Witness: Trump’s pressure on Pence to steal election part of ‘war against democracy’
Trump already knew his election theft scheme was illegal and unconstitutional, but he still pressured Vice President Mike Pence to throw out Electoral College votes on Jan. 6, 2021, and turned the mob against Pence. | AP

WASHINGTON—In gritty detail, witnesses, including the former chief lawyer for Donald Trump’s vice president, Mike Pence, and evidence told lawmakers and the public how Trump and his team schemed to have Pence steal the 2020 election for him on Jan. 6, 2021.

The plan involved Pence returning contested electoral votes to key swing states which Democratic nominee Joe Biden won, with the states substituting Republican electors for Democratic ones—or variations on that idea, by throwing the election into the U.S. House, where Trump would have won.

It failed, because Pence, standing on the U.S. Constitution, which gives the VP only the role of opening ballots and reading the results, refused to knuckle under, loudly and publicly. The stance contrasted with Pence’s longstanding loyalty to Trump in every other far-right scheme.

“That declaration of Donald Trump as the next president would have plunged America into what I believe would have been tantamount to a revolution within a constitutional crisis in America,” retired federal appellate judge J. Michael Luttig told the House Select Committee investigating the Jan. 6, 2021, U.S. Capitol insurrection and invasion and the planning that preceded Trump’s coup attempt.

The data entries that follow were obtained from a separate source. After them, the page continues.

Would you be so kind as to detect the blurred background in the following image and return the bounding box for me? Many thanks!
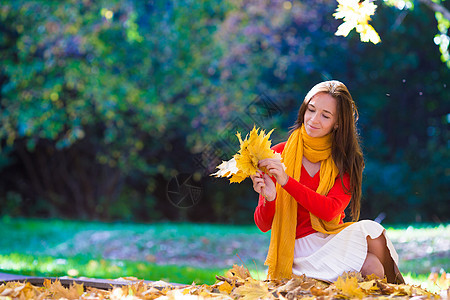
[0,0,450,288]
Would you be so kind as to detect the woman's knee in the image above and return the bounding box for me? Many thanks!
[361,252,384,278]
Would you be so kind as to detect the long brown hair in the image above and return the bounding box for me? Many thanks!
[290,80,364,221]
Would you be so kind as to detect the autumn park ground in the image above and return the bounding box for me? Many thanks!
[0,217,450,290]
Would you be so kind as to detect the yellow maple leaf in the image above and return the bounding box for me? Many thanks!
[44,279,84,299]
[358,279,380,294]
[333,0,381,44]
[219,281,234,295]
[335,276,366,299]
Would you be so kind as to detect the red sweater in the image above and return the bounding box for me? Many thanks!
[254,142,351,239]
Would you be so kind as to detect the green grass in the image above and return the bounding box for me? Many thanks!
[0,217,450,289]
[0,253,226,284]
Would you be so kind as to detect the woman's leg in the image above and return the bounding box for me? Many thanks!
[361,234,405,283]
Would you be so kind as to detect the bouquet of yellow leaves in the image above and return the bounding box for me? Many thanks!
[211,126,281,183]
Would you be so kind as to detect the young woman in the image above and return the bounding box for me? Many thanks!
[251,81,404,283]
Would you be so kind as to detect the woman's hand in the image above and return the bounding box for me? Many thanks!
[250,171,277,201]
[258,158,289,186]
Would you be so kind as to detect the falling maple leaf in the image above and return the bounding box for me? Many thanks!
[211,127,281,183]
[333,0,381,44]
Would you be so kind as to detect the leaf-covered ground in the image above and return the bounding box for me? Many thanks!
[0,218,450,292]
[0,265,450,300]
[0,219,450,274]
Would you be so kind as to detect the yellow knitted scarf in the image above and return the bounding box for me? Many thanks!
[265,125,352,279]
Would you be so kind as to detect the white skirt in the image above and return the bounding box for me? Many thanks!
[292,220,398,281]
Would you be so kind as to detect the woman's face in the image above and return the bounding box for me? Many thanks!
[304,93,337,137]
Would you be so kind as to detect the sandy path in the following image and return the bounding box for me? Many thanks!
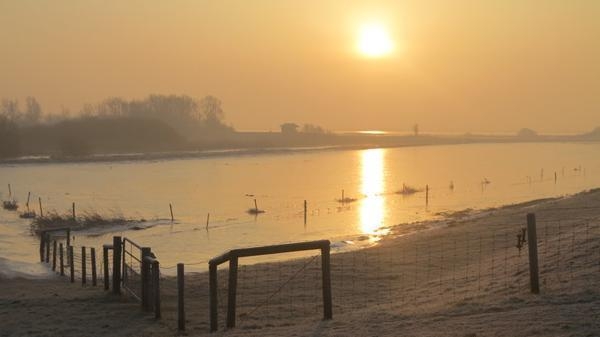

Michael Luttig, a retired federal judge who was an adviser to Pence, testified that his own party, the Republican Party, was waging a ‘war against democracy.’ | Susan Walsh / AP

“In my view—and I’m only one man—(it) would have been the first constitutional crisis since the founding of the republic,” added Luttig. His voice is important because not only is he a traditional conservative Republican, but he’s also been an informal adviser to both Pence and a leading pro-Trump denier of Biden’s victory, Sen. Ted Cruz, R-Texas.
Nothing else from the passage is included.